In a scenario where the unknown dynamics are precipitated by partial failure or hostile takeover of actuators, the controller needs to adapt to undesirable actuator inputs in real time to keep the system progressing towards completing its task. The video below, made by a graduated LEADCAT member Jean-Baptiste Bouvier, illustrates the resilience of a spacecraft to adversarial inputs in successful completion of an orbital inspection mission.

In a scenario of completely unknown dynamics, our previous work on myopic control aims to continually relearn local system dynamics by applying short-time “test inputs”. Using this method, we have shown that even a significantly damaged aircraft can remain in the air. The following video, made by Steven Carr — then a PhD student at UT Austin — shows a high-fidelity simulation of a Boeing 747-200 which lost 33% of its right wing, controlled using myopic control.
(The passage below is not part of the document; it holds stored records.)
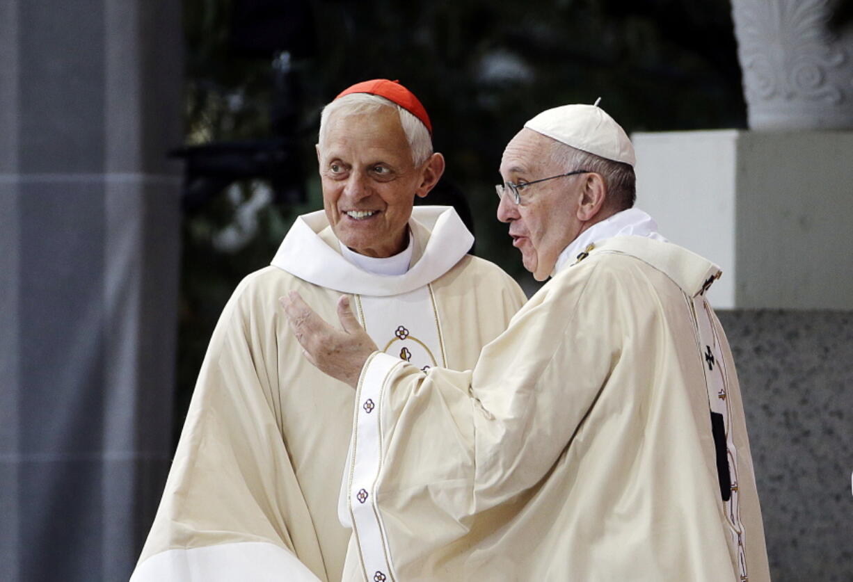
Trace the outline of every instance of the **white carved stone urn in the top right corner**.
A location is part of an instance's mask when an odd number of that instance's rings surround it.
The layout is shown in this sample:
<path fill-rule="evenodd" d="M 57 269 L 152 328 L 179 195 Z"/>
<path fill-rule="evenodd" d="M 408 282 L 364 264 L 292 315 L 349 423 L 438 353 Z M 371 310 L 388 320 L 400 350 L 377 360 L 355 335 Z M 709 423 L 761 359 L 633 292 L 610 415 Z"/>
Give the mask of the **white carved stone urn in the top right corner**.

Planning, Learning, and Control in Complex, Changing or Uncertain Environments

Controlling a system in an unknown environment inevitably requires learning about the environment and the system’s interaction with it. Learning and operating in an entirely unknown environment is time-consuming and risky. However, systems rarely operate in environments that are entirely unknown. They often have access to some collected at earlier times, information collected by agents on parallel and complementary missions, or information about physical laws of the environment. My group’s work exploits this information to learn quicker and subsequently plan better.
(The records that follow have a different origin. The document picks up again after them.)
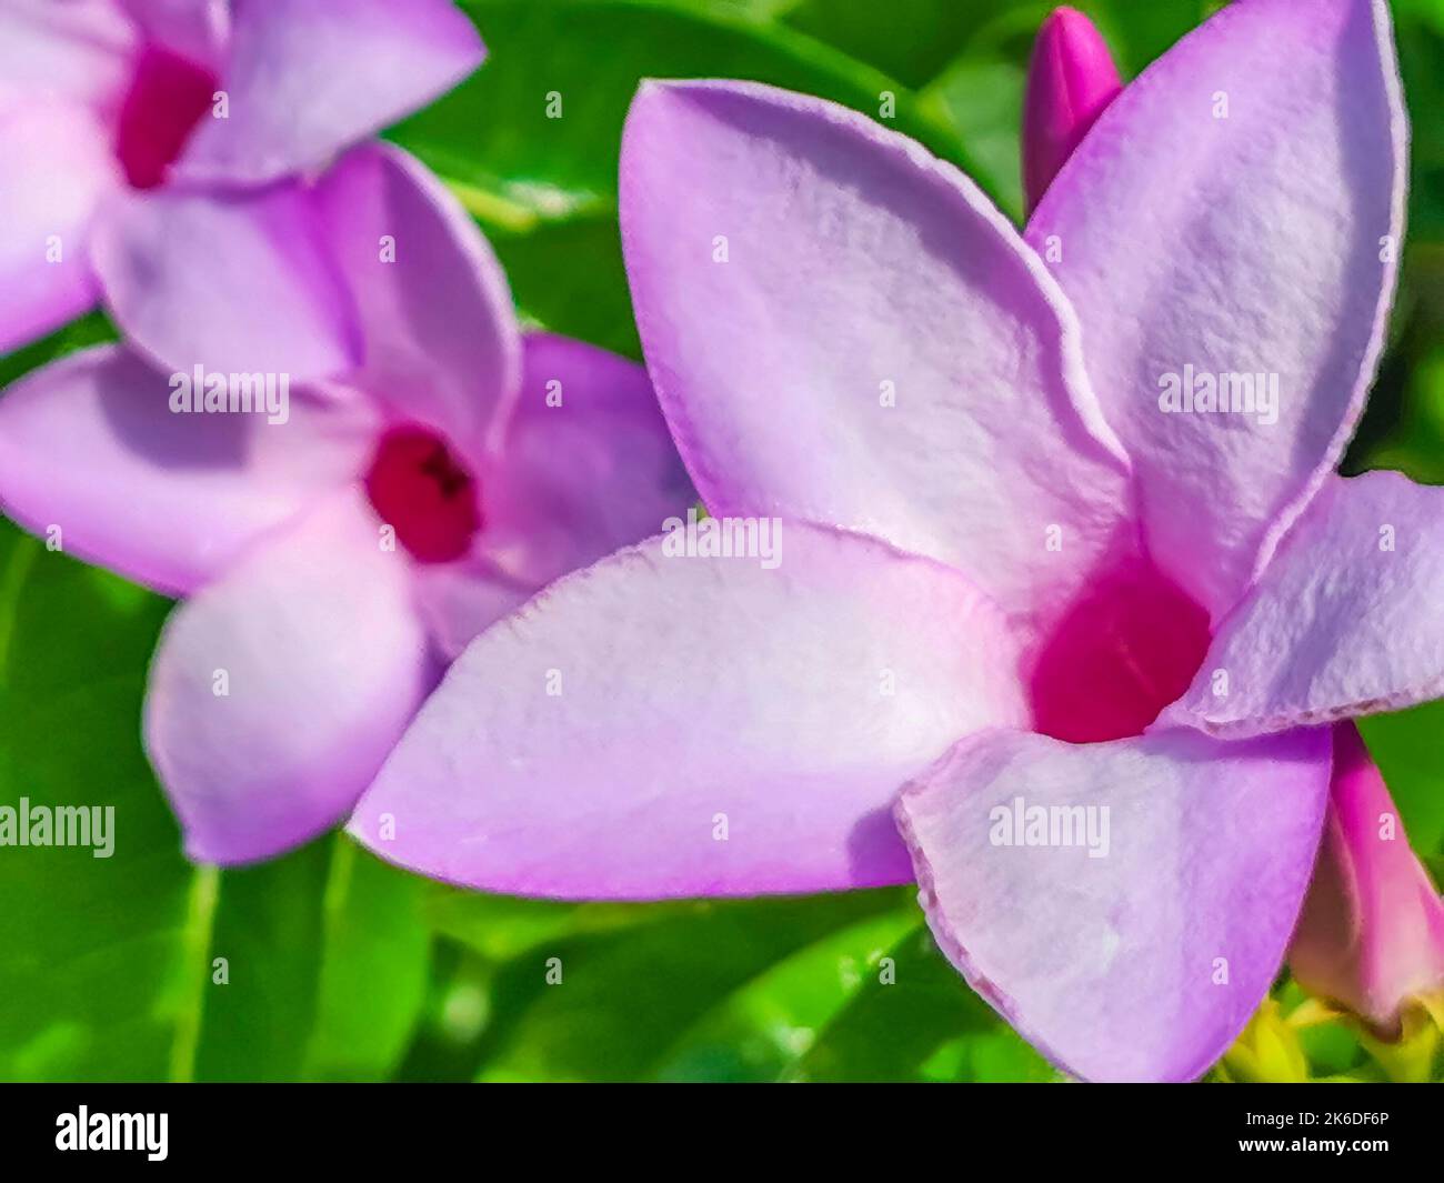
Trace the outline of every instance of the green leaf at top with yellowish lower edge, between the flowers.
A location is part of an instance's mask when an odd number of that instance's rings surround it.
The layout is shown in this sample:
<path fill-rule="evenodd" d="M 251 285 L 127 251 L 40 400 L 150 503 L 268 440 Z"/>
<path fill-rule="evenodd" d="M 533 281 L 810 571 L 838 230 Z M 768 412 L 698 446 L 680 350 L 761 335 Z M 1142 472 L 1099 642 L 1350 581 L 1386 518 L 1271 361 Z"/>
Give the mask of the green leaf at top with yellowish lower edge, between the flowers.
<path fill-rule="evenodd" d="M 781 27 L 645 0 L 468 0 L 490 46 L 468 81 L 390 136 L 458 188 L 487 224 L 615 209 L 617 153 L 644 78 L 745 78 L 832 98 L 960 159 L 946 129 L 877 71 Z M 557 103 L 560 108 L 557 110 Z"/>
Our work in this area spans across domains: one recent line of work seeks to optimally plan control policies in time-varying, a priori unknown environments. The video below, made by LEADCAT member Gokul Puthumanaillam, illustrates successful control of a vehicle operating in a previously unknown, time-varying stochastic environment, motivated, e.g., by changing terrain properties due to inclement weather.

Another effort focuses on fast planning for an extraterrestrial lander based on prior testing on Earth and real-time sensor data. The video below, made by LEADCAT’s Pranay Thangeda using the equipment of Kris Hauser‘s research group, illustrates our recent hardware experiment at learning to scoop in an extraterrestrial environment.
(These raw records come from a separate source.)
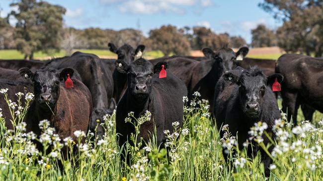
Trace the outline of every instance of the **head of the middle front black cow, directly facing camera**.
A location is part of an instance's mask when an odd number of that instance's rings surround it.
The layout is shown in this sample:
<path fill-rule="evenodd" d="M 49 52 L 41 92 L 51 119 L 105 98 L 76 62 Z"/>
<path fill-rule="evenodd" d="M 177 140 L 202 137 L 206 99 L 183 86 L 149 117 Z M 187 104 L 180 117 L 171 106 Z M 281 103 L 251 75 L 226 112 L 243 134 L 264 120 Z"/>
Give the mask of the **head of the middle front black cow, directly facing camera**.
<path fill-rule="evenodd" d="M 129 66 L 119 66 L 123 64 L 122 60 L 116 60 L 115 66 L 121 73 L 128 75 L 128 88 L 129 91 L 137 100 L 145 100 L 148 98 L 152 91 L 152 79 L 154 73 L 161 70 L 161 65 L 164 69 L 167 68 L 166 62 L 160 62 L 155 67 L 153 64 L 143 58 L 133 61 Z"/>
Keeping with the extraterrestrial lander effort — in this case a rover operating on a model of the lunar surface — the video below, also made by Pranay Thangeda, illustrates the difference in online learning of system dynamics between an agent that learns solely from the outcomes of its actions and an agent that also collects and uses side information about similarity between dynamics in different areas.

Behavior Inference, Supervision, and Deception

To ensure success in a hostile environment, an agent being observed may want to hide its true intentions from the observer for as long as possible. Inversely, an agent observing an adversary needs to infer its important behavioral features and uncover possible deception. My current work deals with both sides of this coin. On one hand, I have been exploring methods that agents can use to seem as unpredictable as possible while ultimately satisfying their objective or, alternatively, seem to follow a particular “decoy” policy as closely as possible while also proceeding to their objective. The resulting algorithms often match the human intuition of deceptive behaviors, and have been shown to successfully fool autonomous adversaries about the agent’s intention. On the other hand, I am interested in developing a formal understanding of spatiotemporal behavior, and quantitative metrics of the “importance” of some behavior to a given mission.

Along with work on (counter)deceptive policies, we introduced the notion of counterdeceptive environment design, i.e., placement of environmental features in a way that makes it easy to uncover the adversary’s true intentions. Investigating optimal environment design spawns interesting optimization questions: motivated by a geometry-inspired simplification, one of our recent papers interprets the challenge as a classical p-dispersion optimization problem. Our novel numerical solution, motivated by physics, is the first to systematically deal with nonconvex environments in a computationally feasible manner, exceeding the best known results from previous work.